Film critic Carrie Rickey also has mixed, mostly positive emotions about the site.
"I'd have problems with Oprah using Kickstarter. But not Whoopi Goldberg, who needed money for her Moms Mabley doc, which lost its support from HBO. Just as I wouldn't have problems giving money to Paul Schrader, to use for The Canyons. We don't have the Borgias or the Doges to support artists anymore. But we do have Kickstarter."
Last year, Village Voice spoke to one of the more controversial names using Kickstarter, the notoriously prickly Spike Lee. His response about it seeming a tad unfair for a "name" director to use Kickstarter? "That criticism is bullshit," said Lee. "The founders of Kickstarter told me, 'Spike, Kickstarter is for everybody.' "

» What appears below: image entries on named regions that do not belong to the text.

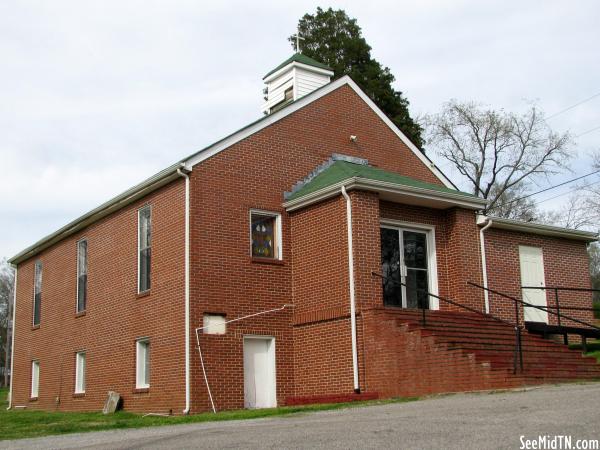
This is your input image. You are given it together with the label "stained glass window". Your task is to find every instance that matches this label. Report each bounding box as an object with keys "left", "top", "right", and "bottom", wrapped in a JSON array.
[{"left": 250, "top": 212, "right": 279, "bottom": 258}]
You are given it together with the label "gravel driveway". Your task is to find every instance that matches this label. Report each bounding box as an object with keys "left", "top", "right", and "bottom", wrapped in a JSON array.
[{"left": 0, "top": 383, "right": 600, "bottom": 449}]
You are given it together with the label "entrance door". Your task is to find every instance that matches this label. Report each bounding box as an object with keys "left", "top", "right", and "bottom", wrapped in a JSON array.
[
  {"left": 244, "top": 336, "right": 277, "bottom": 408},
  {"left": 519, "top": 246, "right": 548, "bottom": 323},
  {"left": 381, "top": 227, "right": 431, "bottom": 309}
]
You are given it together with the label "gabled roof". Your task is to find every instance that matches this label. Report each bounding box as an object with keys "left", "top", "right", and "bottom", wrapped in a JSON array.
[
  {"left": 283, "top": 160, "right": 487, "bottom": 211},
  {"left": 183, "top": 75, "right": 457, "bottom": 189},
  {"left": 8, "top": 74, "right": 456, "bottom": 264},
  {"left": 263, "top": 53, "right": 333, "bottom": 80},
  {"left": 477, "top": 215, "right": 598, "bottom": 242}
]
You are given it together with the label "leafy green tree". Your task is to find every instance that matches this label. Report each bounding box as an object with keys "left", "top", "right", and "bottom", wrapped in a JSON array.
[{"left": 289, "top": 8, "right": 423, "bottom": 148}]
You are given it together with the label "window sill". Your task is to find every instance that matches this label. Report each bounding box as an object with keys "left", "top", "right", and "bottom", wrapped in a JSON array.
[{"left": 250, "top": 256, "right": 285, "bottom": 266}]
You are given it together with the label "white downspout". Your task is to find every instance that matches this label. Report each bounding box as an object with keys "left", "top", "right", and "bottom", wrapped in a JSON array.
[
  {"left": 479, "top": 217, "right": 492, "bottom": 314},
  {"left": 6, "top": 266, "right": 19, "bottom": 410},
  {"left": 177, "top": 169, "right": 191, "bottom": 414},
  {"left": 342, "top": 186, "right": 360, "bottom": 394}
]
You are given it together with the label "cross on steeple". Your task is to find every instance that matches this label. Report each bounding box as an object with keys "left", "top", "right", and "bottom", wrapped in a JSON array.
[{"left": 292, "top": 27, "right": 304, "bottom": 53}]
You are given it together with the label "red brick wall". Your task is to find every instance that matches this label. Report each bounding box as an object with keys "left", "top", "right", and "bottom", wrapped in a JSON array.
[
  {"left": 13, "top": 182, "right": 184, "bottom": 412},
  {"left": 484, "top": 228, "right": 593, "bottom": 326},
  {"left": 185, "top": 82, "right": 448, "bottom": 410},
  {"left": 364, "top": 308, "right": 520, "bottom": 397},
  {"left": 379, "top": 202, "right": 484, "bottom": 311}
]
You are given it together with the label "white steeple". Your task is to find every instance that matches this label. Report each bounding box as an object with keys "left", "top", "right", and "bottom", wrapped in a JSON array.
[{"left": 262, "top": 53, "right": 333, "bottom": 114}]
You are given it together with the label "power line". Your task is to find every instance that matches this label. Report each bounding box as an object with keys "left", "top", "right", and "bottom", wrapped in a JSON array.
[
  {"left": 575, "top": 125, "right": 600, "bottom": 137},
  {"left": 546, "top": 92, "right": 600, "bottom": 120},
  {"left": 495, "top": 168, "right": 600, "bottom": 208}
]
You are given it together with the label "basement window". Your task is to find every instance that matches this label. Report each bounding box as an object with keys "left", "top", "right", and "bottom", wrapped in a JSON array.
[
  {"left": 31, "top": 361, "right": 40, "bottom": 398},
  {"left": 202, "top": 314, "right": 227, "bottom": 334},
  {"left": 135, "top": 339, "right": 150, "bottom": 389},
  {"left": 75, "top": 352, "right": 86, "bottom": 394},
  {"left": 33, "top": 260, "right": 42, "bottom": 327},
  {"left": 250, "top": 210, "right": 282, "bottom": 259},
  {"left": 138, "top": 206, "right": 152, "bottom": 293}
]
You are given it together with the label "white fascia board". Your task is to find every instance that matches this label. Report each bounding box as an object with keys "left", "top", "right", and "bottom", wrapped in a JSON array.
[
  {"left": 477, "top": 214, "right": 598, "bottom": 242},
  {"left": 185, "top": 75, "right": 458, "bottom": 190},
  {"left": 343, "top": 76, "right": 458, "bottom": 190},
  {"left": 283, "top": 177, "right": 487, "bottom": 212},
  {"left": 263, "top": 61, "right": 333, "bottom": 83}
]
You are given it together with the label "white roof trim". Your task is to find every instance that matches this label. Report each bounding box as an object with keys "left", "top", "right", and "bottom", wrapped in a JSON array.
[
  {"left": 477, "top": 214, "right": 598, "bottom": 242},
  {"left": 283, "top": 177, "right": 487, "bottom": 212},
  {"left": 185, "top": 76, "right": 458, "bottom": 190}
]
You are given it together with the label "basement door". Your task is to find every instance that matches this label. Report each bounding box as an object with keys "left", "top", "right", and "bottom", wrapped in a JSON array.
[
  {"left": 244, "top": 336, "right": 277, "bottom": 408},
  {"left": 519, "top": 245, "right": 548, "bottom": 323}
]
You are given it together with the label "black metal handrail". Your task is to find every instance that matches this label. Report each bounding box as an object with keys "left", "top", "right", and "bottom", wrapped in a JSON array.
[
  {"left": 521, "top": 286, "right": 600, "bottom": 328},
  {"left": 467, "top": 281, "right": 600, "bottom": 331},
  {"left": 371, "top": 271, "right": 523, "bottom": 374}
]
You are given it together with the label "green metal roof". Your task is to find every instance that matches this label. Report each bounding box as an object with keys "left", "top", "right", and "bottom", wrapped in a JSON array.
[
  {"left": 288, "top": 161, "right": 476, "bottom": 201},
  {"left": 263, "top": 53, "right": 333, "bottom": 80}
]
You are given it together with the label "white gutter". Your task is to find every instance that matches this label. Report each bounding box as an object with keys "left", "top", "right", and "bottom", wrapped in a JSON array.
[
  {"left": 479, "top": 217, "right": 492, "bottom": 314},
  {"left": 177, "top": 169, "right": 191, "bottom": 414},
  {"left": 6, "top": 266, "right": 19, "bottom": 410},
  {"left": 342, "top": 185, "right": 360, "bottom": 394}
]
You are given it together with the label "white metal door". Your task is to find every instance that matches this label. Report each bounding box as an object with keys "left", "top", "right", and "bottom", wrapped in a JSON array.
[
  {"left": 519, "top": 246, "right": 548, "bottom": 323},
  {"left": 244, "top": 337, "right": 277, "bottom": 408}
]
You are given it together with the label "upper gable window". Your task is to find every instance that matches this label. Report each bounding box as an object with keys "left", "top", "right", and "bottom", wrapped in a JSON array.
[
  {"left": 283, "top": 86, "right": 294, "bottom": 102},
  {"left": 250, "top": 210, "right": 282, "bottom": 259},
  {"left": 33, "top": 260, "right": 42, "bottom": 326},
  {"left": 138, "top": 206, "right": 152, "bottom": 293},
  {"left": 77, "top": 239, "right": 87, "bottom": 312}
]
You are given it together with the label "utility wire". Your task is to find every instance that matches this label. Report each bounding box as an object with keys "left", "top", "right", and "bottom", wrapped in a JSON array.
[
  {"left": 575, "top": 125, "right": 600, "bottom": 137},
  {"left": 488, "top": 169, "right": 600, "bottom": 208},
  {"left": 546, "top": 92, "right": 600, "bottom": 120}
]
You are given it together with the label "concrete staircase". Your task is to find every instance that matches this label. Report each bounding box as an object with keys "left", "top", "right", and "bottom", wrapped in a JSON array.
[{"left": 395, "top": 310, "right": 600, "bottom": 387}]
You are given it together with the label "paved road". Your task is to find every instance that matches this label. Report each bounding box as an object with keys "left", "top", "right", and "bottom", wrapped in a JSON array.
[{"left": 0, "top": 383, "right": 600, "bottom": 449}]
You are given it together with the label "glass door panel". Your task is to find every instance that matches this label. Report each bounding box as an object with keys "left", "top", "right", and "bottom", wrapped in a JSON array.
[
  {"left": 402, "top": 230, "right": 429, "bottom": 308},
  {"left": 381, "top": 228, "right": 430, "bottom": 308},
  {"left": 381, "top": 228, "right": 402, "bottom": 306}
]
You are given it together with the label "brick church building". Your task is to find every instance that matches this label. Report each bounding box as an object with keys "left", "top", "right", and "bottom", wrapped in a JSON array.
[{"left": 5, "top": 54, "right": 600, "bottom": 414}]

Those founders weren't available for comment, but Justin Kazmark, a Kickstarter spokesman, was certainly upbeat. You could maybe even buy it.
"We're happy that filmmakers of all stripes are using Kickstarter," says Kazmark. "What's interesting is, one of the first people to talk to our creator, Perry Chen, was [actor] David Cross. When David's show, Arrested Development, was canceled, Perry said, 'Why don't you use Kickstarter to get it back on the air?' So, way before the Braff controversy, we were flexible. We've always been about anybody creative raising money."
But why does a Braff or a Lee, who have access to studios, use this site?
"Mainly, there are no strings attached to the money raised from Kickstarter," Kazmark says. "Money coming from a single backer, a banker, say, always comes with conditions. Like, 'I get to give you ideas about the film.' Or 'Put my girlfriend in.' With us, the filmmaker retains 100 percent creative control. That's the biggest thing."
Kazmark insists there's something else that directors like about his site's crowd-sourcing.
"Filmmakers really like the way we connect them to a community. If Spike Lee wants to have a relationship with his audience, this is the only way to do it. We narrow the distance between artist and audience. Plus, the audience feels like they are micro-patrons of the arts. So, at Kickstarter? For both directors and patrons? We feel this means that everybody wins."